Eine Thailänderin, die mehr als 20 Jahre im Gefängnis verbrachte, nachdem sie des Drogenhandels für schuldig befunden wurde – darunter acht Jahre im Todestrakt –, hat den Vereinten Nationen erzählt, dass das Nähenlernen ihr half, einen Sinn hinter Gittern zu finden und nach der Entlassung einen Job zu bekommen. Denn nichts sagt 'existenzielle Rehabilitation' so sehr wie ein guter Stich.
Mariyam Tadein war 21, als sie zum Tode verurteilt wurde, nachdem die Polizei über eine halbe Million Tabletten 'Yaba' – ein illegaler Cocktail aus Methamphetamin und Koffein, der in Südostasien beliebt ist – in dem Haus fand, das sie in Südthailand mietete. Die Tabletten gehörten nicht ihr, aber wie sie anmerkt, 'spielte das keine Rolle.' Das Rechtssystem, so stellt sich heraus, ist nicht immer groß auf Nuancen.
'Ich verbrachte 20 Jahre, fünf Monate und 15 Tage im Gefängnis', sagte sie. 'Ich wurde zum Tode verurteilt, zusammen mit einer Person, die durch eine Giftspritze hingerichtet wurde. Ich wusste, dass ich die Nächste war, dass ich sterben würde.' Zwei Jahre lang musste sie ständig ein Schild mit der Aufschrift 'Todesstrafe' tragen, denn offenbar wollte der Staat sicherstellen, dass sie den Termin nicht vergaß.

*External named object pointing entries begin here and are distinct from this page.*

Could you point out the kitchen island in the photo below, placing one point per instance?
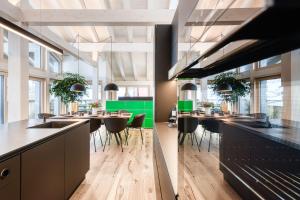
(261, 163)
(43, 160)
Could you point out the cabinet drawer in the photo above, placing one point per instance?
(43, 171)
(10, 178)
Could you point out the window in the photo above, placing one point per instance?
(53, 63)
(122, 91)
(34, 55)
(143, 91)
(270, 61)
(35, 96)
(54, 103)
(99, 91)
(84, 104)
(132, 91)
(212, 97)
(271, 98)
(244, 104)
(245, 68)
(1, 99)
(5, 44)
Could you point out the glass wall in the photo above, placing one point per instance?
(271, 97)
(35, 98)
(1, 99)
(34, 55)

In einer Wendung, die einen Drehbuchautor erröten ließe, begnadigte ein königlicher Erlass sie und sie wurde in ein anderes Gefängnis verlegt. 'Wir waren neun Personen. Wir backten einen Kuchen', erinnerte sie sich – denn nichts sagt 'wir sind gerade der Hinrichtung entkommen' wie ein leichter Biskuit.
Angesichts einer lebenslangen Haftstrafe beschloss sie, sich auf etwas zu konzentrieren: Nähen. 'Je mehr ich arbeitete, desto mehr Sinn empfand ich. Ich konzentrierte mich auf das Muster des Stoffes und den Faden. Faden für Faden. Jeden Tag.' Sie verdiente sich Privilegien wie späteres Duschen, was in einem Gefängnis mit 4.000 Frauen praktisch einem Lottogewinn gleichkommt.
Während des Tsunamis 2004 nähte sie Stofftaschen für Leichen. 'Ich schnitt ständig viel Stoff, weil es viele Tote gab', sagte sie. Es war eine düstere Ablenkung, aber immerhin eine Ablenkung.
2021, im Alter von 52 Jahren, erhielt sie eine zweite königliche Begnadigung für gutes Verhalten und wurde entlassen. Der Besitzer eines Nähbetriebs, der ehemalige Häftlinge ausgebildet hatte, bot ihr einen Job an. Heute, mit 56, arbeitet sie, näht und lebt mit ihren Kindern und ihrem Ehemann – demselben Ehemann, der wieder heiratete, während sie drinnen war. Peinliche Familientreffen, nehmen wir an, waren inbegriffen.
Das Büro der Vereinten Nationen für Drogen- und Verbrechensbekämpfung (UNODC) hat fast 60 Gefängnisse in Thailand mit Berufsbildungsausrüstung ausgestattet, die Fähigkeiten wie Holzarbeiten und Nähen ermöglicht – denn offenbar führt der Weg zur Erlösung durch eine Singer-Nähmaschine.